Gene therapies, used to treat a variety of diseases, are complicated to control, but this discovery makes it easier
The job of the genes in your DNA is to make the proteins your body needs. But genes can be active or inactive, turned on or off. When they are activated, the gene is said to be “expressed.” Now researchers at Baylor College of Medicine have developed a revolutionary system that allows us to control gene expression, allowing our genes to produce therapeutic proteins and control them more precisely. This advance, published in the journal Nature Biotechnology, is a promising step toward safer gene therapies.
The expression of therapeutic genes that are modified to treat or cure diseases must be maintained within an appropriate “therapeutic window.” Too much protein can be toxic, while too little can be ineffective. To date, there has been no safe strategy to implement this therapeutic window in gene therapy, limiting its clinical application.
The research team led by Dr. Laising Yen has been working on this technology for more than a decade, overcoming important barriers to its clinical use. The solution found does not contain any foreign regulatory protein that triggers an immune response in patients. Instead, it uses small molecules that interact with the RNA, generally without triggering an immune response.
A switch in RNA
The system developed uses a “switch” placed in the RNA, the copy of the genetic material that is translated into a protein. This approach makes it possible to control the production of the protein one step earlier by controlling its RNA. To turn protein production on or off, the RNA is modified to contain an additional polyA signal, similar to a “stop signal.” Normally, cells recognize this signal as the end of the RNA. In this system, the polyA signal is placed at the beginning of the RNA, so its detection results in destruction of the RNA and, by default, no protein production until activated by the small molecule.
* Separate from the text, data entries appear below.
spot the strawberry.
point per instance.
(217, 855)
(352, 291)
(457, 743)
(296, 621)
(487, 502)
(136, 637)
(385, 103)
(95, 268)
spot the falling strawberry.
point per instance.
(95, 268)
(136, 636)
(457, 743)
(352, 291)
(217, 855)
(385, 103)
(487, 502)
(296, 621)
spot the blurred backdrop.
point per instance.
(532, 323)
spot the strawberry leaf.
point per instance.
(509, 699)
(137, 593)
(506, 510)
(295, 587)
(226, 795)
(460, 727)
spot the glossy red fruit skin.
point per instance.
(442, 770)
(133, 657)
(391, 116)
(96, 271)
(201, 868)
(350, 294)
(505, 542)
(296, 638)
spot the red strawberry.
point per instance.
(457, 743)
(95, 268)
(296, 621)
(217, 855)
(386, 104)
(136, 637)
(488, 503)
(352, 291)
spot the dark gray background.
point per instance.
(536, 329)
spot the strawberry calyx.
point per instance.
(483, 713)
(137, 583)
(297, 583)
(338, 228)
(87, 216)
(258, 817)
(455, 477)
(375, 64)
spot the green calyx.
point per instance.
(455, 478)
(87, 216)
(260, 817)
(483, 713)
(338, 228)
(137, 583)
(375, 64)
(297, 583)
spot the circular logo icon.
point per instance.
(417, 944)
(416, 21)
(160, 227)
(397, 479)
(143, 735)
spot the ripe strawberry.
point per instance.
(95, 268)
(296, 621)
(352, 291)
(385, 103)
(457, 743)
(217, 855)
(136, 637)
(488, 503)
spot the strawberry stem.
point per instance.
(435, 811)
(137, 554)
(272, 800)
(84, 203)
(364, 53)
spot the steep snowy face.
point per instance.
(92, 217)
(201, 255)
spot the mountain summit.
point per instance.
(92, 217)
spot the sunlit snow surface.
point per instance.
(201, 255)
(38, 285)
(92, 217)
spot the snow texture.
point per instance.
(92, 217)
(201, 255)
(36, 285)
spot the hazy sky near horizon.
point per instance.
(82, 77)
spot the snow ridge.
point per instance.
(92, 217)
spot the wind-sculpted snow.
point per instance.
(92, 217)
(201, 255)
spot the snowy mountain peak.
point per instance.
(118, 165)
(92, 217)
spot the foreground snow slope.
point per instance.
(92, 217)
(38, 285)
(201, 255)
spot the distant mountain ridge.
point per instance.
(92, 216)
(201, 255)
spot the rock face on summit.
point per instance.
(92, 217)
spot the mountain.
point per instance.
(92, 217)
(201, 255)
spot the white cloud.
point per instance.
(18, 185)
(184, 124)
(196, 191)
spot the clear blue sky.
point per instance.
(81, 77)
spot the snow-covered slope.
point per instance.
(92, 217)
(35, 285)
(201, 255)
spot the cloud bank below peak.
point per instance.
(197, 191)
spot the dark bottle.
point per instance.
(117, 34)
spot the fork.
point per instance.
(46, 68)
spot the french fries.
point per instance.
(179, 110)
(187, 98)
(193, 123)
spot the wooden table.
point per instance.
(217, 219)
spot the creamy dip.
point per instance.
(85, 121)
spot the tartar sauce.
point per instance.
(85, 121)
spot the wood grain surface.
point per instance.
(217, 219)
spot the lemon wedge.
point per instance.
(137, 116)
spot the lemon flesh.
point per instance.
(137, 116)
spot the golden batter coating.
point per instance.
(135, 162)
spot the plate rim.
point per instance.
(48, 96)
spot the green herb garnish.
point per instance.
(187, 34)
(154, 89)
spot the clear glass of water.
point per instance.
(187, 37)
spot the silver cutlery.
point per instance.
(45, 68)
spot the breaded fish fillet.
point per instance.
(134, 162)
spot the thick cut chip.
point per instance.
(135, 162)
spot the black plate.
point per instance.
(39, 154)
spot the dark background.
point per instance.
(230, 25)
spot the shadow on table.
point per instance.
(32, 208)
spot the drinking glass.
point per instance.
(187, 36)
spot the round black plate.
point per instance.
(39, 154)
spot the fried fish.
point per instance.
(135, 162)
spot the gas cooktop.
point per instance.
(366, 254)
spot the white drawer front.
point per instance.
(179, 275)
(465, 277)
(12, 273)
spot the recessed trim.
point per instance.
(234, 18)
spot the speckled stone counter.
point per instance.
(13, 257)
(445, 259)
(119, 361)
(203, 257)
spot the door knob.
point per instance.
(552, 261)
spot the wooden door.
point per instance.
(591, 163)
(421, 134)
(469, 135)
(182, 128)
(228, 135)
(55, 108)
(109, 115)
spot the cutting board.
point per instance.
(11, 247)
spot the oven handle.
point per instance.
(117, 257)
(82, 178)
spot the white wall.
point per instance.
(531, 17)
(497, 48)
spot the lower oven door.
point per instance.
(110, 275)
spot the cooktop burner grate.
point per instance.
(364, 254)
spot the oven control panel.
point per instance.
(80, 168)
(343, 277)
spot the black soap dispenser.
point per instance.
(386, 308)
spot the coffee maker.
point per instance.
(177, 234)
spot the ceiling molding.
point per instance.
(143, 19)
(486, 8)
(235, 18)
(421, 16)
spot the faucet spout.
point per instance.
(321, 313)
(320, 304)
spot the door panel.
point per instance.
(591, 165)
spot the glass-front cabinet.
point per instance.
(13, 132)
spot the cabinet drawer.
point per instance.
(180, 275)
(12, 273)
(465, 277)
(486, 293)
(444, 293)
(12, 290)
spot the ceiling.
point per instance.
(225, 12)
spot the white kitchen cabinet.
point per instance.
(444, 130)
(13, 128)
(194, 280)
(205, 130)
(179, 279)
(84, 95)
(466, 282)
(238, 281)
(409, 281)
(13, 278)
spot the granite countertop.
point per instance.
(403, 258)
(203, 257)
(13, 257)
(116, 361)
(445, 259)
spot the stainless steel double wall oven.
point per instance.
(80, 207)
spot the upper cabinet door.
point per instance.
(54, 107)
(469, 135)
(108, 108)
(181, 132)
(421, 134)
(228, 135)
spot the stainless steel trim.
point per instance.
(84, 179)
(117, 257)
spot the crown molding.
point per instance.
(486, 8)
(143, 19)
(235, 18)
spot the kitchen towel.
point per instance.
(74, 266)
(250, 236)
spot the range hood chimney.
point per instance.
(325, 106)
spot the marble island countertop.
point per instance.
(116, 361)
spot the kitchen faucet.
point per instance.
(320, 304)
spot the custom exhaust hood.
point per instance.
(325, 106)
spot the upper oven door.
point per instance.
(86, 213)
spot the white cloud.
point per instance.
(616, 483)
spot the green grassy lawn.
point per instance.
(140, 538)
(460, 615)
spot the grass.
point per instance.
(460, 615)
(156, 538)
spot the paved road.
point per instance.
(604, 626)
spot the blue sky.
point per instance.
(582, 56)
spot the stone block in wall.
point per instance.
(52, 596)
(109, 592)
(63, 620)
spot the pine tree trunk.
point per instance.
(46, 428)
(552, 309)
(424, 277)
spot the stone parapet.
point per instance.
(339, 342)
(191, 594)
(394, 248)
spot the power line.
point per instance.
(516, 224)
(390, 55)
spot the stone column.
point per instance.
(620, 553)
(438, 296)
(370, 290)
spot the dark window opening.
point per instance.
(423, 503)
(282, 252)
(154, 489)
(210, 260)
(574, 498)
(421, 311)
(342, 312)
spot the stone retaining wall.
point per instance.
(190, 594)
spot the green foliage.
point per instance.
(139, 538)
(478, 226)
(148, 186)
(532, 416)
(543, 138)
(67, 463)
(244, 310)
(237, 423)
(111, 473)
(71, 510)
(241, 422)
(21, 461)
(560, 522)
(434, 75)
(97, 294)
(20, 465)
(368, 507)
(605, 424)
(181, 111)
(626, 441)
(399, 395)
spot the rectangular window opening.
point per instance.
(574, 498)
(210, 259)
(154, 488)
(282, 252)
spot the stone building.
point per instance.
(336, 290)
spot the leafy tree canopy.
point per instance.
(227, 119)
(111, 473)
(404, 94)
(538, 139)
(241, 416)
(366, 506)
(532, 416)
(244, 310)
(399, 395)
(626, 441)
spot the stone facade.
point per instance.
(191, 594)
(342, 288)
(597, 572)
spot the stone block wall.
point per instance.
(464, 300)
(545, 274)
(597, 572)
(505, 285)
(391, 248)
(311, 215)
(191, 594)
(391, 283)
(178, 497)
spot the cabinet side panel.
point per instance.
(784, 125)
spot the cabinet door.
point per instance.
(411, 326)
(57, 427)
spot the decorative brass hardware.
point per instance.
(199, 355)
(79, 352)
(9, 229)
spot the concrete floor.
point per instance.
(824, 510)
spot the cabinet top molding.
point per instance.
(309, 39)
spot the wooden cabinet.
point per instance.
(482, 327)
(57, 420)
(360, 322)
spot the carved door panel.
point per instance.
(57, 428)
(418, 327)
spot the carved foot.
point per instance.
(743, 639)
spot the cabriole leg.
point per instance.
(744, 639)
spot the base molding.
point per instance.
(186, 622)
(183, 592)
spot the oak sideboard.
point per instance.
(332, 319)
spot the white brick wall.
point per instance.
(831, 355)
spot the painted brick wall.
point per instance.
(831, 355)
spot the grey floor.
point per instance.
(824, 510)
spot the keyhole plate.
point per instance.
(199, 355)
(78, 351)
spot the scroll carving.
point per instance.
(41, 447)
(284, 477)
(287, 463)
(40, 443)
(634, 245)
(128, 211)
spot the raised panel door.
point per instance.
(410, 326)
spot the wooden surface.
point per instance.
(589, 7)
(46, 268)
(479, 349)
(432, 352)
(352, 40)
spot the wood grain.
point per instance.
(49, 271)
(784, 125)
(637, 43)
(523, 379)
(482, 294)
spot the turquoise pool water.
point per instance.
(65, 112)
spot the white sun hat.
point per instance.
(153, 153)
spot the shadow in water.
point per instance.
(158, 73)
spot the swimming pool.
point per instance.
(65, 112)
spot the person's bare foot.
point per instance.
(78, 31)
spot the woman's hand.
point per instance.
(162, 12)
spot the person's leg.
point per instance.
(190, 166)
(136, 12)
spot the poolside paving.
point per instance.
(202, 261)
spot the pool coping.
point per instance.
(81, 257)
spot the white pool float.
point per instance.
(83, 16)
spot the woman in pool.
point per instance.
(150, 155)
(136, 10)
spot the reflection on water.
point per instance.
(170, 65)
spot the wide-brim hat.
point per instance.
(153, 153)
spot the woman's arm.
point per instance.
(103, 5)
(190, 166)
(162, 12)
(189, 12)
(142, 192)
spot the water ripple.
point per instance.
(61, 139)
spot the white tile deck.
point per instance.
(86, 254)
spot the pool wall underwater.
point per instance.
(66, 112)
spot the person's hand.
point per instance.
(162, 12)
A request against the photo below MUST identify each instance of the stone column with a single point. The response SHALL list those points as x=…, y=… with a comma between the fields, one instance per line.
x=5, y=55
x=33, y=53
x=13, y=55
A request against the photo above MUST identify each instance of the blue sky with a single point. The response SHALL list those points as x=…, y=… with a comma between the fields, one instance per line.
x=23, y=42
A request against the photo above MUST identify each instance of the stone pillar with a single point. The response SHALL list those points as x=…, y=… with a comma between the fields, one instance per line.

To activate the gene to the desired level, a section of RNA near the polyA signal is modified so that it can bind to a small molecule, in this case the FDA-approved tetracycline. When tetracycline binds to this section of RNA, it masks the polyA signal and the RNA is translated into protein.
This strategy allows for more precise control of the genetic expression of a therapeutic protein and tailoring its production to disease stages or specific patient needs, all using the FDA-approved tetracycline dosage. Theoretically, it could be used to regulate the expression of any protein and therefore would have many therapeutic applications. Additionally, this system is more compact and easier to implement than existing technologies, so it could also be very useful in laboratories for activating or deactivating a gene of interest to study its function.
REFERENCE
Control of mammalian gene expression by modulating polyA signal cleavage at 5′ UTR in Nature Biotechnology.